Honour Thy Mother and Father
When talking about parents and children, flawed father, husband and theologian Karl Barth defined the fifth commandment in the light of education.
He stated,
‘The willingness to learn is the honour which is required of the children in relation to their parents.’
For Barth, to honour our forebears is to learn from their instruction, steering new life away from their paths of destruction. We preserve the good, shear off the bad.
Not all suffering comes from God, but God works through all suffering.

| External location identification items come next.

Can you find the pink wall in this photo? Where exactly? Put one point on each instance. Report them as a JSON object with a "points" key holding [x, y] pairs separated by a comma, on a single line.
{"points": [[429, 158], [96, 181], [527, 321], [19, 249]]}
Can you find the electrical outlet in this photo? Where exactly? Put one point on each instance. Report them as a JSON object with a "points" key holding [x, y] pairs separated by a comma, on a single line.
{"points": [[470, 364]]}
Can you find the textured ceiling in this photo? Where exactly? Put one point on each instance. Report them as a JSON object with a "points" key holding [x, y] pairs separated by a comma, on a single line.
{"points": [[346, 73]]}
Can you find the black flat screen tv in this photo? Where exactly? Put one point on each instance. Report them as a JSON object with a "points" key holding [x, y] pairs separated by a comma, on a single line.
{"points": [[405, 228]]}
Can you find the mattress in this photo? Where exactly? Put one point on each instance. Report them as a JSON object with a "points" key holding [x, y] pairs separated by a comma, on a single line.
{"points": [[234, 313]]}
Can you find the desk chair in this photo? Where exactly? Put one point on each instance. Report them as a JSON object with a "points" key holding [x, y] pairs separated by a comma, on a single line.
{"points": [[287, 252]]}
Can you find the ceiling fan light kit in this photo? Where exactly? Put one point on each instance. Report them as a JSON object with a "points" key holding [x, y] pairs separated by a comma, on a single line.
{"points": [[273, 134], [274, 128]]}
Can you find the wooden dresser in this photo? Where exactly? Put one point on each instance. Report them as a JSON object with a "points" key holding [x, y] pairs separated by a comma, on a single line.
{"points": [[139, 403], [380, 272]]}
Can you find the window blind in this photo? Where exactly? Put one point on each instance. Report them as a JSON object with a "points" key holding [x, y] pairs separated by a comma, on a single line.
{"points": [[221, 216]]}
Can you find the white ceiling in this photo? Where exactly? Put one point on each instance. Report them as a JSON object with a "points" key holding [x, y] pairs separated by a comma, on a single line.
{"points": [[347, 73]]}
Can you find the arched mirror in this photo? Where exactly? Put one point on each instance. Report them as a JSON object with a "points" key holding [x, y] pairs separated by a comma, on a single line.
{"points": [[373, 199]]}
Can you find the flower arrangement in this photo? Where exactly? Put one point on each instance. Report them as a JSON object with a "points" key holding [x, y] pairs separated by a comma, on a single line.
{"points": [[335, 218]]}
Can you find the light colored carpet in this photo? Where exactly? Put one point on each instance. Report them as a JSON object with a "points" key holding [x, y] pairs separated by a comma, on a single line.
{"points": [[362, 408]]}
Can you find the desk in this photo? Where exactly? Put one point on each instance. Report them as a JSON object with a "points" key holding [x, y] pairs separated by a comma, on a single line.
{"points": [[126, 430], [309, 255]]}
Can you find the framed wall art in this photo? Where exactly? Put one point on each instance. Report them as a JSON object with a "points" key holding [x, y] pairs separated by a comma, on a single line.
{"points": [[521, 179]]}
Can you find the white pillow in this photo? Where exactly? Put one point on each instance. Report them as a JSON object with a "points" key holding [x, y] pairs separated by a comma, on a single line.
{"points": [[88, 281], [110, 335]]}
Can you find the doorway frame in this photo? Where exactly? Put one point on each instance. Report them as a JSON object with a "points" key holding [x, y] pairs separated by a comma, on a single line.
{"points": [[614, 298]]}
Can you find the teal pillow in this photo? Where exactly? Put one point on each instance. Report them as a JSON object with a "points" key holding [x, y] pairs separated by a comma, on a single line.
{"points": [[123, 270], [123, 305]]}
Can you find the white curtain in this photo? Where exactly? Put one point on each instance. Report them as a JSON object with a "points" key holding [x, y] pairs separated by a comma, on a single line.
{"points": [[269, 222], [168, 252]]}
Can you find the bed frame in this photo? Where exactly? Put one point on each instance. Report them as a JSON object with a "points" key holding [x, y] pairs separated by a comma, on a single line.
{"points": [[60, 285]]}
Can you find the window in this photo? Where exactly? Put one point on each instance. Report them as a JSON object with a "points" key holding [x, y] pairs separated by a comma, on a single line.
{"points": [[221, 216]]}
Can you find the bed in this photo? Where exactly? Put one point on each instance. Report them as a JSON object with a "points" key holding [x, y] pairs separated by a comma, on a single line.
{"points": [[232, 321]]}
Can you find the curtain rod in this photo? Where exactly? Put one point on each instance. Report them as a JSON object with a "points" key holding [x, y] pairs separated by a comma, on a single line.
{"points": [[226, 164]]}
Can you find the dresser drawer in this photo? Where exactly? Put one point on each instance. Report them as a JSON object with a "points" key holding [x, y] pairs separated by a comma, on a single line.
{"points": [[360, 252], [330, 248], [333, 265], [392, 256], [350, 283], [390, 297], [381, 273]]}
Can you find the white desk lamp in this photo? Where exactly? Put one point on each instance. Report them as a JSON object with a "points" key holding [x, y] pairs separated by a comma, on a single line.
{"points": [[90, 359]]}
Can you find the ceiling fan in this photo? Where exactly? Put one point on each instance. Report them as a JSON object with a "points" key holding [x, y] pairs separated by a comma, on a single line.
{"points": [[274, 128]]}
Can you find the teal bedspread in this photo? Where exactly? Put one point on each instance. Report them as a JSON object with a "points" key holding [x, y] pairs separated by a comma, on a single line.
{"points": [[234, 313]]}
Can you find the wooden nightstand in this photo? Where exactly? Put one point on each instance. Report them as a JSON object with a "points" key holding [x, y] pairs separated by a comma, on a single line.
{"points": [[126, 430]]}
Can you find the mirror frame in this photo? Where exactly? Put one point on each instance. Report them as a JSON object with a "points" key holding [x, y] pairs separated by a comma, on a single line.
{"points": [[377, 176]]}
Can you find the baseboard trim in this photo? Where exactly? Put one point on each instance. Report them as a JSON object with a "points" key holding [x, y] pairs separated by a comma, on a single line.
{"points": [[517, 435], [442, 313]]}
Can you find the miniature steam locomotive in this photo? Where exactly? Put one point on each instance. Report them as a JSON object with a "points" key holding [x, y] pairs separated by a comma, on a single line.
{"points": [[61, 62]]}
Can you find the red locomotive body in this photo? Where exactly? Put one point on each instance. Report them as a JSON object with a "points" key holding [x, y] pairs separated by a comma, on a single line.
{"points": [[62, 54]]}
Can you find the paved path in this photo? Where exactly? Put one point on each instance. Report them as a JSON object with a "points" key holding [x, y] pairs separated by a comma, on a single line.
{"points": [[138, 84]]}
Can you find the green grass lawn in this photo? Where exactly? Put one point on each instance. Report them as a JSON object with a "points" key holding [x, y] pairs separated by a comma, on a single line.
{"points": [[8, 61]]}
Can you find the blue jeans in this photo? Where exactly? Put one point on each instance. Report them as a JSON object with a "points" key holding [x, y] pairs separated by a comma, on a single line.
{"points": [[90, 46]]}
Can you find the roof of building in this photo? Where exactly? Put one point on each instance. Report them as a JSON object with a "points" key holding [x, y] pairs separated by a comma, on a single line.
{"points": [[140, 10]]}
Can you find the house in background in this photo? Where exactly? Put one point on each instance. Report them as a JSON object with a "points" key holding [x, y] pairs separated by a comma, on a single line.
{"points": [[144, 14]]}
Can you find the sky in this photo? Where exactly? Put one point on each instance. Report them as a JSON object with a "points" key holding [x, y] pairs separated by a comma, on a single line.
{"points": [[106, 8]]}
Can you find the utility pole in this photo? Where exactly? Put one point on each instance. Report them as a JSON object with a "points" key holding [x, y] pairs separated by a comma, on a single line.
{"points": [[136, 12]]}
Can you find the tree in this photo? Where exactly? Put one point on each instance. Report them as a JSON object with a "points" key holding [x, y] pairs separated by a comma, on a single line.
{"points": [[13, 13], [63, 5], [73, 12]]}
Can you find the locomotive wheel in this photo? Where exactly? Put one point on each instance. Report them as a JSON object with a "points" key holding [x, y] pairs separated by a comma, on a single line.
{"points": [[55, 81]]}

Ever the Christian, Barth infers that the ‘light of grace’ can pierce even the darkest, or most shattered, cruel, cold and silent of disfigured family trees.
In Barth’s words,
‘The Fatherhood of God lends its meaning and value to human form.’
This is because,
‘No human father, but God alone is properly, truly, and primarily Father.’
The value of vocation is intricately entwined with the importance of stories.
Our hands and feet are charged to ‘imitate God’s action’: a genuine emulation forged by a healthy grasp of HIS-story, and with it, humility and honesty.
Crawling through my family history taught me the importance and the value of fatherhood as a vocation. I was born a father out of fatherlessness.
I was its raw recruit pioneering a way through the muck of past dysfunctional experiences. Its basic training taught me to be responsible for the life of a new family, creating a new history, alongside new memories, with new people, into newness of life.